If we require that times contain all the possible digits, up to and including seconds, then we have to adopt some convention about what to put if the time is not known to the second

Of course. The natural choice would be to put 0 for time, and 1 for month/day.

we might decide to first convert the time to +1809-02-12T00:00:00 local time, and then convert the local time of 85°44'19"W to the Universal Time

Why would we decide that? That would be rather strange decision given that we don't have time accuracy there. I would rather leave dates alone and not try to convert anything.

To distinguish time-zones we can keep the character "T", and for geographic position, replace "T" by "G".
Our numeration is based on positions of digits, with significant zéros on the right for empty powers of ten. We cannot truncate the zeros after the left significant part. Then the precision can well define the good limit, if the precision is known.
About the century question, this is a good use of the "after" parameter: "Give me painters from 1200, along 100 years".
A day or month value of "00" means unknown and imply to adapt the precision (if it is not already worse).

To convert geographic position to a time more accurate than a day we must conform to the rules of each country.
Rare are the countries which use solar time as local time.
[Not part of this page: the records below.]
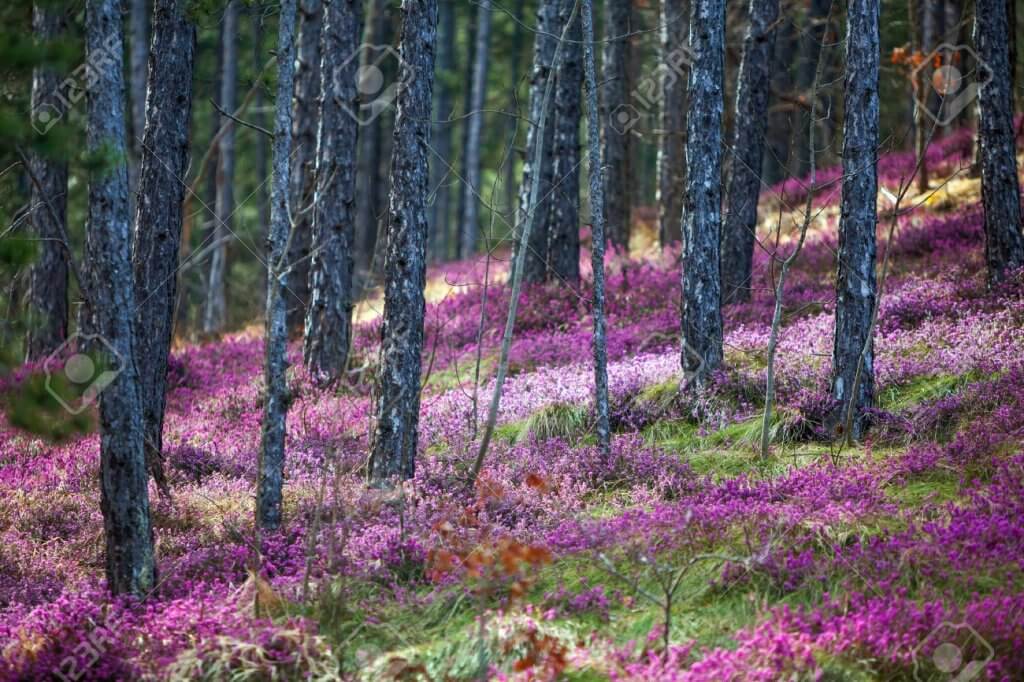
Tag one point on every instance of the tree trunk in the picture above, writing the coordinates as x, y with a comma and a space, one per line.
329, 320
393, 453
440, 159
471, 182
157, 238
369, 183
545, 44
780, 117
597, 253
215, 313
738, 233
810, 52
619, 117
999, 186
271, 460
123, 480
853, 353
307, 92
563, 223
48, 281
701, 314
672, 139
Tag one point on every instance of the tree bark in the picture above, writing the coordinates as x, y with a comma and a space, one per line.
603, 428
275, 400
440, 159
370, 183
471, 182
305, 107
393, 452
215, 312
545, 45
157, 237
999, 186
739, 231
619, 117
329, 320
853, 352
563, 223
48, 280
123, 479
701, 316
672, 139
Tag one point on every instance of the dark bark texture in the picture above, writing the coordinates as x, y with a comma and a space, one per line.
275, 399
999, 186
702, 215
440, 158
619, 115
329, 321
48, 281
123, 479
563, 223
470, 219
305, 107
545, 43
215, 313
738, 233
393, 453
672, 138
853, 352
602, 426
157, 238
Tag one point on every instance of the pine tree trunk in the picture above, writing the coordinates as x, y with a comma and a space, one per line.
738, 233
48, 281
701, 214
271, 460
619, 117
472, 182
440, 159
329, 320
159, 211
563, 224
597, 253
999, 186
215, 313
672, 140
307, 92
370, 184
545, 42
393, 453
123, 479
853, 353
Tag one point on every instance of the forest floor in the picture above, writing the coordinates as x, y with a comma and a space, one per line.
684, 556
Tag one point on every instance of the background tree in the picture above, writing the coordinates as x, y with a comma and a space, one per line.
329, 321
393, 453
471, 184
304, 112
275, 399
701, 215
123, 479
853, 351
999, 186
215, 312
48, 279
672, 137
157, 238
739, 231
619, 115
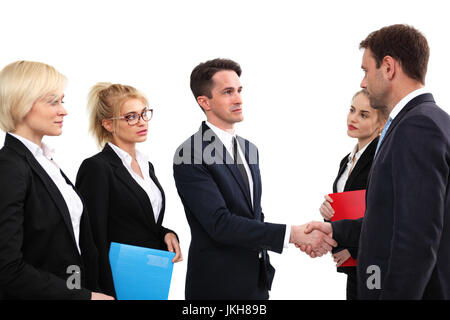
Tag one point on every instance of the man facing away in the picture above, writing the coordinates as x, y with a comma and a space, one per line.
218, 180
404, 237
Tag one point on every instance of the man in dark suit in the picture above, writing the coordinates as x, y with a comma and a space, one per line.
218, 180
404, 244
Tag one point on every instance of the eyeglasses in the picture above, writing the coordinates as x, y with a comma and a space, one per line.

Now mainly Pacific Ocean islands near the line of date change for touristic reasons. There is no reason to add an automatic precision if there is no official solar local time, or special mention of an hour or more accurate.

To convert geographic position to a time more accurate than a day we must conform to the rules of each country.
Rare are the countries which use solar time as local time. Now mainly Pacific Ocean islands near the line of date change for touristic reasons. There is no reason to add an automatic precision if there is no official solar local time, or special mention of an hour or more accurate.
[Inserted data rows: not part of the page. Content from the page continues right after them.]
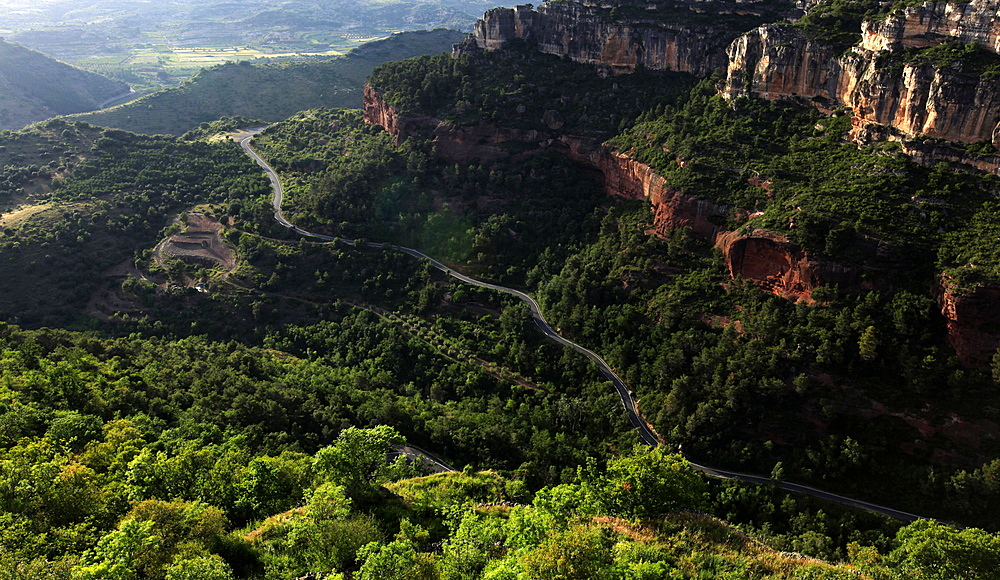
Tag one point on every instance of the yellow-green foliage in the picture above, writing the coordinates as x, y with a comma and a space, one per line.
269, 91
455, 487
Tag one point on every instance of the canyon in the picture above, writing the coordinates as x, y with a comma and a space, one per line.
924, 106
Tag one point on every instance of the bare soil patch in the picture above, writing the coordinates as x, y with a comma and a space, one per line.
20, 214
200, 240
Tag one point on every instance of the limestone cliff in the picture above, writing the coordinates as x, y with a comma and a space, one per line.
630, 35
973, 317
874, 80
770, 261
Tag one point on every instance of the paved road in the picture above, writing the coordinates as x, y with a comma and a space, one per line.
628, 401
131, 93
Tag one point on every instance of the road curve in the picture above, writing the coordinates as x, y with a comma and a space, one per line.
628, 401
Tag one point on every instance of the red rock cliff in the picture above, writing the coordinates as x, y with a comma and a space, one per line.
973, 319
771, 261
778, 62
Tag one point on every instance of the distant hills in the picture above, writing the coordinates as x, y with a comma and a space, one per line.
269, 91
34, 87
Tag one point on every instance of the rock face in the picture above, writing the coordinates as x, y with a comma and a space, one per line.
772, 262
778, 62
632, 35
973, 319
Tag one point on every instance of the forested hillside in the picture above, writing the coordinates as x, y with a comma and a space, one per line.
34, 87
268, 92
189, 389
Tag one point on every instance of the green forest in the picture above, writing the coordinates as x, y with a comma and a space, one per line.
172, 416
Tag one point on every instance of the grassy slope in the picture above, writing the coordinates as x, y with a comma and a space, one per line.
269, 92
34, 87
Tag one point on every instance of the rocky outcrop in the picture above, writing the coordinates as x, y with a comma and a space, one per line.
378, 111
934, 22
873, 81
623, 38
770, 261
973, 321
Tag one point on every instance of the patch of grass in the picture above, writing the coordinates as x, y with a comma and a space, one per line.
456, 487
267, 91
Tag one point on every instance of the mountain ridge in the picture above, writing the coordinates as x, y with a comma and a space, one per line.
35, 87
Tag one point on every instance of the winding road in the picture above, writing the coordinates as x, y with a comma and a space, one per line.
628, 400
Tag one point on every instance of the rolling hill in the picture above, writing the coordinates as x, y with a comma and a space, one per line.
34, 87
269, 92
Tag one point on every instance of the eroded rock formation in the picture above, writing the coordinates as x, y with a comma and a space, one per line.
873, 80
631, 35
973, 319
773, 262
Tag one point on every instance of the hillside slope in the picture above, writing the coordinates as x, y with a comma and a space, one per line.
34, 87
271, 91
Today the use of local solar time for civic affairs is rare to non-existent. But before 1880 everyone did this.

Also, it is common for the date to be recorded, and presumably accurate, since even people without clocks can count days. But the 24 hour span in local time must be converted to Universal Time to avoid a loss of accuracy; otherwise 24 hour uncertainty becomes approximately 48 hour uncertainty.

But the 24 hour span in local time must be converted to Universal Time to avoid a loss of accuracy; otherwise 24 hour uncertainty becomes approximately 48 hour uncertainty.

Only if you insist on ascribing timezones to dates and comparing dates in different locations with accuracy better than days. Which, given that the source data rarely has such accuracy, may not be a good idea.

This ticket is about whether to write 44BC as -44 or -43. Time zones are completely irrelevant for this.

When referring to "ISO", please note that ISO 8601 actually *changed* from representing 44BC as -44 to now using -43 to represent that year. And then, later, XSD followed that change. That's the root of the confusion. So if you say "ISO", please be clear whether you mean the old or the new interpretation.

daniel set Security to None.
In T99674#1648463, @daniel wrote, in part:

When referring to "ISO", please note that ISO 8601 actually *changed* from representing 44BC as -44 to now using -43 to represent that year. And then, later, XSD followed that change. That's the root of the confusion. So if you say "ISO", please be clear whether you mean the old or the new interpretation.

I would request that contributors not use "ISO" at all, because ISO requires the Gregorian calendar and only the Gregorian calendar. Wikidata now supports both Julian and Gregorian calendar.

I also suggest that when we reach a conclusion, the documentation of the conclusion explicitly state that it applies regardless of whether the year is a year of the Gregorian calendar or a year of the Julian calendar. This is necessary because an important date conversion book, Calendrical Calculations by Dershowitz and Reingold and a popular conversion website, Calendar Converter, use idiosyncratic convention that there is a year 0 when negative years are used with the Gregorian calendar, but there is not a year 0 when negative years with the Julian calendar. We should explicitly reject the notion that the existence of a year 0 depends on which of these two calendars is used.